Parágrafo único. A pena é aumentada de um sexto a um terço se a exposição da vida ou da saúde de outrem a perigo decorre do transporte de pessoas para a prestação de serviços em estabelecimentos de qualquer natureza, em desacordo com as normas legais.(Incluído pela Lei nº 9.777, de 29.12.1998).

A responsabilidade penal, que é pessoal (do empregador, do tomador de serviços, do preposto, do membro da CIPA, do engenheiro de segurança, do médico do trabalho, etc.),
Será caracterizada não só pelo acidente do trabalho, quando a ação ou omissão decorrer de dolo ou culpa, mas também pelo descumprimento das normas de segurança, higiene e medicina do trabalho, expondo-se a risco e perigo a vida dos trabalhadores, como preceitua o Código Penal.

Constitui contravenção penal, punível com multa, deixar a empresa de cumprir as normas de segurança e higiene do trabalho. Art. 120.
Nos casos de negligência quanto às normas padrão de segurança e higiene do trabalho indicados para a proteção individual e coletiva, a Previdência Social proporá ação regressiva contra os responsáveis. Art. 121.
É importante, ainda, salientar outro artigo do Código Penal, referente ao chamado Crime de Perigo – art. 132: “Expor a vida ou a saúde de outrem a perigo direto e iminente”. A pena para este caso varia de 3 meses a 1 ano, se o fato não constituir crime mais grave.

Artigo 121 do Código Penal:
“Quando o acidente decorre de culpa grave, caracterizado em processo criminal, o causador do evento fica sujeito, se resulta morte do trabalhador:
Detenção de 1 a 3 anos.
Aumento da pena de um terço se o crime foi resultante de inobservância de regra técnica de profissão.”

Artigo 129 do Código Penal:
“Se resulta em lesão corporal de natureza grave ou incapacidade permanente para o trabalho:
Detenção de 2 meses a 1 ano.
Aumento de um terço da pena se o crime foi resultante de inobservância de regra técnica de profissão.”
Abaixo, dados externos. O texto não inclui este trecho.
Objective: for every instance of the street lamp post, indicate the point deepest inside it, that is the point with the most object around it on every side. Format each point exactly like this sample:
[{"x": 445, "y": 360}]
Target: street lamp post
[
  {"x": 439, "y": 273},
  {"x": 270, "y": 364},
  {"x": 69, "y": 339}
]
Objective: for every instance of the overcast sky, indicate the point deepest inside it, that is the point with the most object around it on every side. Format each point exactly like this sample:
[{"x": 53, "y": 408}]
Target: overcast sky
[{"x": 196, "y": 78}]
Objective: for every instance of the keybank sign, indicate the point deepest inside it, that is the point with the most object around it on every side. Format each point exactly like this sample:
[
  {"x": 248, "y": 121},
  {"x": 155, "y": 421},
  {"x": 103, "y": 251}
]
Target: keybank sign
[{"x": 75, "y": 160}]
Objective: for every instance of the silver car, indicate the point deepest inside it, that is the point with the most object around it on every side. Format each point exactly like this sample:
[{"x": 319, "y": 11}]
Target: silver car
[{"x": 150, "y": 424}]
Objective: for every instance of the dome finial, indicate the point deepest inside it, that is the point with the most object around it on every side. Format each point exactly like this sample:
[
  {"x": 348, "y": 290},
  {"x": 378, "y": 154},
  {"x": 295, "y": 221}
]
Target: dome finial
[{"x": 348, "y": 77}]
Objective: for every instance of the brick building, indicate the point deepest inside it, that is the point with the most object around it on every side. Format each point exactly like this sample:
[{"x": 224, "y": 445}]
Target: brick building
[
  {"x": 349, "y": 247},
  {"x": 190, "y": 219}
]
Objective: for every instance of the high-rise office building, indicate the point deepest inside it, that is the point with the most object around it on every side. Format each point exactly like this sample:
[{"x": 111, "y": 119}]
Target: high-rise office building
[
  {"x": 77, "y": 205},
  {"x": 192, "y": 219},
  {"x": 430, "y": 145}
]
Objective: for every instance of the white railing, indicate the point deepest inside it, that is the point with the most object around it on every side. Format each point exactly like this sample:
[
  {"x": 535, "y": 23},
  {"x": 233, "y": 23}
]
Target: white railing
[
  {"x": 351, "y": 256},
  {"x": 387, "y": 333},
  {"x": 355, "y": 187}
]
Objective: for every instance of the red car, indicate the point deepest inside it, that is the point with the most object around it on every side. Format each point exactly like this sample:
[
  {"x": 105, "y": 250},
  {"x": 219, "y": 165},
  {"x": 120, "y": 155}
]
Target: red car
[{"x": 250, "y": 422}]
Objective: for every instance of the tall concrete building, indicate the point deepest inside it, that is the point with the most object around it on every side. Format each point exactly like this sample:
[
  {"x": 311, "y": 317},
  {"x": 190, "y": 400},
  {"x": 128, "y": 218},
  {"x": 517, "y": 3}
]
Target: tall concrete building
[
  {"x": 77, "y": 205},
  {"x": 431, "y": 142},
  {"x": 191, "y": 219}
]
Artigo 132 do Código Penal:
“Expor a vida ou a saúde do trabalhador à perigo direto e iminente.
Pena – Prisão de 3 meses a 1 ano.”
Decreto 3048, de 06 de maio de 1999,

Aprova o Regulamento da Previdência Social:
Art. 343. Constitui contravenção penal, punível com multa, deixar a empresa de cumprir as normas de segurança e saúde do trabalho.

LEGISLAÇÃO CIVIL:
Artigo 927 do Código Civil: “aquele que, por ato ilícito(arts.186e187), causar dano a outrem fica obrigado a repará-lo.”
Artigo 932 – são também responsáveis pela reparação civil:
Item III – o empregador ou comitente, por seus empregados, serviçais e prepostos, no exercício do trabalho que lhes competir, ou em razão dele.”
Art. 949 – no caso de lesão ou outra ofensa à saúde, o ofensor indenizará o ofendido das despesas do tratamento e dos lucros cessantes até ao fim da convalescença, além de algum outro prejuízo que o ofendido prove haver sofrido.

CÓDIGO DE DEFESA DO CONSUMIDOR:
Lei 8078/90 – Seção I: da Proteção à saúde e segurança
Capítulo III: Direitos básicos do consumidor
I: proteção da vida, saúde e segurança contra usos;
IV: A efetiva prevenção, reparação de danos patrimoniais, morais, individuais, coletivos e difusos.